Литмир - Электронная Библиотека

– Ну, вестимо, ведомо: Ушаков тебе так и поверил! – глумливо перебил хозяина Яковлев и, хватая со стула плащ и шляпу, обратился к Грамматину: – Я с вами малость пройду. Еще вы мне порасскажете. А после вернусь сюда, товарищам передам.

– Да уж гляди, приятель, хошь ты и штафирка, не военная косточка, а в кусты не утекай! Небось Бог не выдаст, Бирон не сожрет. Старая поговорочка!.. А вас, камерад, весьма благодарствую, что хоть побывали, – светя и провожая Грамматина, обратился к нему Бровцын. – А то на дорогу посошок-от?

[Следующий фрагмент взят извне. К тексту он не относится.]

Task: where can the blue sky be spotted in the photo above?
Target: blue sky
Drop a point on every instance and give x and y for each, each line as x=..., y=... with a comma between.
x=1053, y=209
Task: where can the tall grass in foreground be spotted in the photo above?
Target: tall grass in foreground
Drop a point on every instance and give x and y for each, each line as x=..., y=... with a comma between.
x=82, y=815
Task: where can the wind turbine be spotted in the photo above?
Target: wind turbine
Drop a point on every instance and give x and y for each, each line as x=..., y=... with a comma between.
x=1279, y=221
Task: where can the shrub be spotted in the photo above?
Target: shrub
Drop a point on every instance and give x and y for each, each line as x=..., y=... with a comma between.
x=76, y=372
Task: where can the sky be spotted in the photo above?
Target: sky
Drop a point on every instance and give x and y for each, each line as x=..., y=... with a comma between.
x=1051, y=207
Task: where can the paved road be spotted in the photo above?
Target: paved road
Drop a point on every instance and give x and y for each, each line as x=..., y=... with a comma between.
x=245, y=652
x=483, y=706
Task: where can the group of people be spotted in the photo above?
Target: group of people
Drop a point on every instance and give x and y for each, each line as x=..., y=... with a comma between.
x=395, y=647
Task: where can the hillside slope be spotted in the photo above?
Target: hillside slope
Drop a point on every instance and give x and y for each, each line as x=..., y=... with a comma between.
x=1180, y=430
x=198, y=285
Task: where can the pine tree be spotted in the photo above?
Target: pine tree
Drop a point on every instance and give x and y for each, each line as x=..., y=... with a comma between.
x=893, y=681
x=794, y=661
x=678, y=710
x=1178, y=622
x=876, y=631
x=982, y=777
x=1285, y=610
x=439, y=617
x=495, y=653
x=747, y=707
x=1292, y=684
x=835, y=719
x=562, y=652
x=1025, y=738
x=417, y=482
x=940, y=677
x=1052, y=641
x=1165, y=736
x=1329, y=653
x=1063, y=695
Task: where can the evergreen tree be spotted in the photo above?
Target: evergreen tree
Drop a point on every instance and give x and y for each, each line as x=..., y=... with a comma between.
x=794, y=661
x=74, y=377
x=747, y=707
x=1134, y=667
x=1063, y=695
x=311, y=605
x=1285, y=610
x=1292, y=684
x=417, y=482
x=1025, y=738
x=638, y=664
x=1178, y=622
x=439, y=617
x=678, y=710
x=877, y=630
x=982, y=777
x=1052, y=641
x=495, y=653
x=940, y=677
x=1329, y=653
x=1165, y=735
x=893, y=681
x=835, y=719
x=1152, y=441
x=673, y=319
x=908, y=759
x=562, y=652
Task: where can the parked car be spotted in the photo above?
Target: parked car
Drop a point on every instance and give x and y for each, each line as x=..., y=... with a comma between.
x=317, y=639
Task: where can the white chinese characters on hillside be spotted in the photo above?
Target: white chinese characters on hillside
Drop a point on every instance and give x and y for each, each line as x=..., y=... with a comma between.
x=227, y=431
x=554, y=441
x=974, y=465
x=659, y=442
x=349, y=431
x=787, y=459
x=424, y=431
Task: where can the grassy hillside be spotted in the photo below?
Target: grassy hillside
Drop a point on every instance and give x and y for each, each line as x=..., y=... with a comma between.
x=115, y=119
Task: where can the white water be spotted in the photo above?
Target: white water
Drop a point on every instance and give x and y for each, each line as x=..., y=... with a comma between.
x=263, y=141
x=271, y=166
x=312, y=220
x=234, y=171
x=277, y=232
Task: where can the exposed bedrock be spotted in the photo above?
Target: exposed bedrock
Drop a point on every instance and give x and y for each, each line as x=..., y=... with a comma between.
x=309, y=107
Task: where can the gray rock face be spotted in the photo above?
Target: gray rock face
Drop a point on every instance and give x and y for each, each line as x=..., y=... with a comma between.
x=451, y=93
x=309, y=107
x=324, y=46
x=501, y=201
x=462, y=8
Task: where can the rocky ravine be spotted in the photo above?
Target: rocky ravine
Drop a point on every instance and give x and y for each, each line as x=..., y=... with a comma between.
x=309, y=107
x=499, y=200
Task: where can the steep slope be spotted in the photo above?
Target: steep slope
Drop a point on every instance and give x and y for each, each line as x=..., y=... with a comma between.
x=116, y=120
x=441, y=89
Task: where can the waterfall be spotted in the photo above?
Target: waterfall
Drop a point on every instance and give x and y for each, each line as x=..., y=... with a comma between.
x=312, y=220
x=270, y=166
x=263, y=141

Ась? По единой еще…

– Нет, нет! – уже стоя в сенях и надевая свою шинель с треуголкой, отказался решительно Грамматин. – Время не ждет.

Он двинулся уже к двери, опережая хозяина, словно сам спешил отодвинуть засов. Но снаружи послышались голоса. Тяжелые чьи-то шаги застучали по деревянным ступеням лестницы, звякнули шпоры, ножны палаша концом отчеканили свой ход по лестнице.

Трое, стоявшие в сенях, остановились, насторожив слух, почти затая дыхание.

– Идут… У вас другого выхода нет ли? – шепнул хозяину Грамматин. И сам поспешно отступил к дверям горницы, откуда лился свет, озаряя и полутемное пространство сеней.

Яковлев, последовавший за ним, ответил вместо Бровцына:

– Выход есть… Вон там, через кухню… Да что толку, капитан? Ежели это те… так, поди, патрулями все кругом обложили. Всюду ходы-выходы стерегут. Еще хуже, што мы по черному ходу, словно бы убегать задумали…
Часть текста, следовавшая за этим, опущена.